Meituan Unveils LongCat-Next: A Native Multimodal Model for Real-World AI Perception and Interaction
Meituan's technical team has officially announced the release and open-sourcing of LongCat-Next, a native multimodal model designed to bridge the gap between artificial intelligence and the physical world. By treating vision and speech as "native languages," LongCat-Next represents a significant shift toward AI systems that can perceive, understand, and act within real-world environments. Alongside the model, Meituan has open-sourced its discrete tokenizer, providing the developer community with the foundational tools necessary to build sophisticated, multi-sensory AI applications. This initiative underscores Meituan's commitment to advancing the field of physical-world AI through collaborative, open-source research and development.
Key Takeaways
- Native Multimodality: LongCat-Next integrates vision and speech as core components of its architecture, treating them as "native languages" rather than secondary inputs.
- Open-Source Commitment: Meituan has open-sourced both the LongCat-Next model and its essential discrete tokenizer to foster community-driven innovation.
- Physical World Focus: The model is specifically designed to help AI systems perceive, understand, and interact with the physical world more effectively.
- Developer Empowerment: By providing these tools, Meituan aims to enable developers to build AI that can act upon real-world data in practical scenarios.
In-Depth Analysis
The Shift to Native Multimodality in AI
The announcement of LongCat-Next by the Meituan technical team marks a pivotal moment in the evolution of multimodal AI. Traditionally, many AI models have treated different data types—such as text, vision, and speech—as separate streams that are later fused together. LongCat-Next challenges this paradigm by positioning vision and speech as the "native languages" of the model. This native integration suggests a more unified architectural approach where sensory data is processed with the same level of depth and fluidity as textual information. By doing so, the model aims to overcome the limitations of traditional multimodal systems, potentially leading to more coherent and context-aware interpretations of the physical environment.
Open-Sourcing the Discrete Tokenizer
A critical component of the LongCat-Next release is the decision to open-source the discrete tokenizer. In the context of multimodal models, a tokenizer is responsible for converting complex sensory data—like images or audio waves—into discrete units that the model can process. By sharing this core research tool, Meituan is providing the industry with the "building blocks" of their multimodal approach. This transparency allows researchers and developers to understand exactly how the model perceives its environment. The availability of the discrete tokenizer is expected to lower the barrier to entry for other teams looking to develop similar native multimodal systems, accelerating the pace of innovation in the field of real-world AI perception.

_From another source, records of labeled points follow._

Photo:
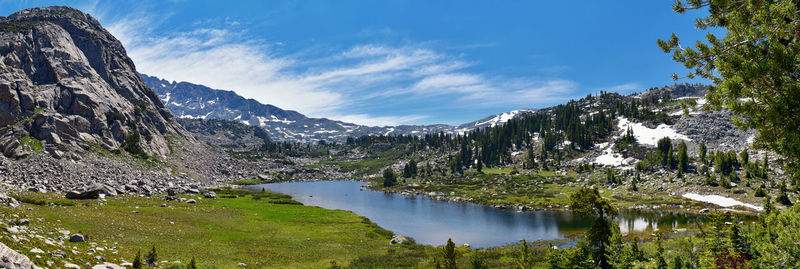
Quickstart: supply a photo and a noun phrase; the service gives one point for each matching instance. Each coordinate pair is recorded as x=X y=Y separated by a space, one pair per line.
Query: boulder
x=398 y=239
x=12 y=259
x=108 y=265
x=210 y=195
x=12 y=230
x=92 y=192
x=8 y=201
x=77 y=238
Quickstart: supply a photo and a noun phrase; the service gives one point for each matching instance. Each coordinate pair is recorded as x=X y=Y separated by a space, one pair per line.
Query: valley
x=102 y=166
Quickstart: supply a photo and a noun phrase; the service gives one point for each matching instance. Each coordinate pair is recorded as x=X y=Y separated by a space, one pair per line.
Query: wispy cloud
x=327 y=86
x=625 y=88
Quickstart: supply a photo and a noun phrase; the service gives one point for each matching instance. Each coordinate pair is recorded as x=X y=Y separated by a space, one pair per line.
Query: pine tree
x=752 y=65
x=783 y=197
x=450 y=254
x=619 y=255
x=677 y=262
x=192 y=264
x=703 y=150
x=671 y=164
x=683 y=158
x=524 y=259
x=745 y=157
x=137 y=261
x=661 y=262
x=761 y=191
x=389 y=179
x=152 y=257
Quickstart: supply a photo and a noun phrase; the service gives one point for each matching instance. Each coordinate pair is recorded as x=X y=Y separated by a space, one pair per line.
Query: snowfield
x=502 y=118
x=609 y=158
x=719 y=200
x=648 y=136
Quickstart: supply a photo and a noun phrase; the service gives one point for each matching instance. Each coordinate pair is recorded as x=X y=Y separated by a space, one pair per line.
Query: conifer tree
x=752 y=66
x=703 y=150
x=389 y=179
x=192 y=264
x=137 y=261
x=152 y=257
x=683 y=159
x=524 y=258
x=450 y=254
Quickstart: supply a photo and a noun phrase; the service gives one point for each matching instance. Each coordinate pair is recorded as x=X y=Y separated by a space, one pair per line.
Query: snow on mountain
x=494 y=120
x=193 y=101
x=650 y=136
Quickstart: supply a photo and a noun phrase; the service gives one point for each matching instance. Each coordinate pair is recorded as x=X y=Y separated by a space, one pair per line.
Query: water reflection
x=432 y=222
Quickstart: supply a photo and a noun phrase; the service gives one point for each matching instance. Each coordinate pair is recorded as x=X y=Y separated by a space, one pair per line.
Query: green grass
x=42 y=199
x=263 y=230
x=248 y=182
x=31 y=141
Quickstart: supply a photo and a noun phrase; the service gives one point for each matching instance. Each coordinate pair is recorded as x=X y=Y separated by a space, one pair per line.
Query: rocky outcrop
x=13 y=260
x=715 y=129
x=67 y=84
x=194 y=101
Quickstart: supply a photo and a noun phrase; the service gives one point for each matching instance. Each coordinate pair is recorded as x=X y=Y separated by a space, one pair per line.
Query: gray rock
x=58 y=254
x=398 y=239
x=107 y=265
x=75 y=84
x=12 y=230
x=8 y=201
x=77 y=238
x=210 y=195
x=12 y=259
x=92 y=192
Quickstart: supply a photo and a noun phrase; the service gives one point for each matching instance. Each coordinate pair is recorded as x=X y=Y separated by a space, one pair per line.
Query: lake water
x=431 y=221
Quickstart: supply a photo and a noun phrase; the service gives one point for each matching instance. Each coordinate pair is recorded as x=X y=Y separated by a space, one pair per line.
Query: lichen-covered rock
x=11 y=259
x=67 y=83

Bridging the Gap Between AI and the Physical World
Meituan's stated goal for LongCat-Next is to advance the development of AI that can "perceive, understand, and act upon the real world." This focus on the physical world is a departure from purely digital or text-based AI applications. The ability to process vision and speech natively is essential for AI systems that must operate in dynamic, physical environments—such as robotics, autonomous delivery, or real-time service assistance. LongCat-Next represents an exploration into how AI can move beyond digital interfaces to become a functional participant in physical reality. By open-sourcing the model, Meituan is inviting the global developer community to contribute to this exploration, potentially leading to breakthroughs in how machines interact with their surroundings.
Industry Impact
The release of LongCat-Next has several significant implications for the AI industry. First, it reinforces the trend toward open-source collaboration in high-level AI research. By sharing their core model and tokenizer, Meituan is positioning itself as a key contributor to the global AI ecosystem. Second, the focus on "native" multimodality sets a new benchmark for how integrated sensory models should be designed. This could influence future research directions, pushing the industry away from modular fusion and toward more holistic architectural designs. Finally, the emphasis on physical-world interaction highlights the growing importance of AI in practical, real-world logistics and services, an area where Meituan has significant operational expertise. This release provides a technical foundation for the next generation of embodied AI and autonomous systems.
Frequently Asked Questions
Question: What is LongCat-Next?
LongCat-Next is a native multimodal model developed and open-sourced by the Meituan technical team. It is designed to treat vision and speech as native inputs, allowing AI to better perceive and interact with the physical world.
Question: Why did Meituan open-source the discrete tokenizer?
Meituan open-sourced the discrete tokenizer to provide developers with the core research tools needed to understand and build upon their multimodal approach. It serves as the essential bridge for converting sensory data into a format the AI can process.
Question: What is the primary goal of the LongCat-Next project?
The primary goal is to explore the path toward physical-world AI. Meituan aims to provide a framework that allows AI to not only understand digital data but also to perceive, comprehend, and take action within the real, physical environment.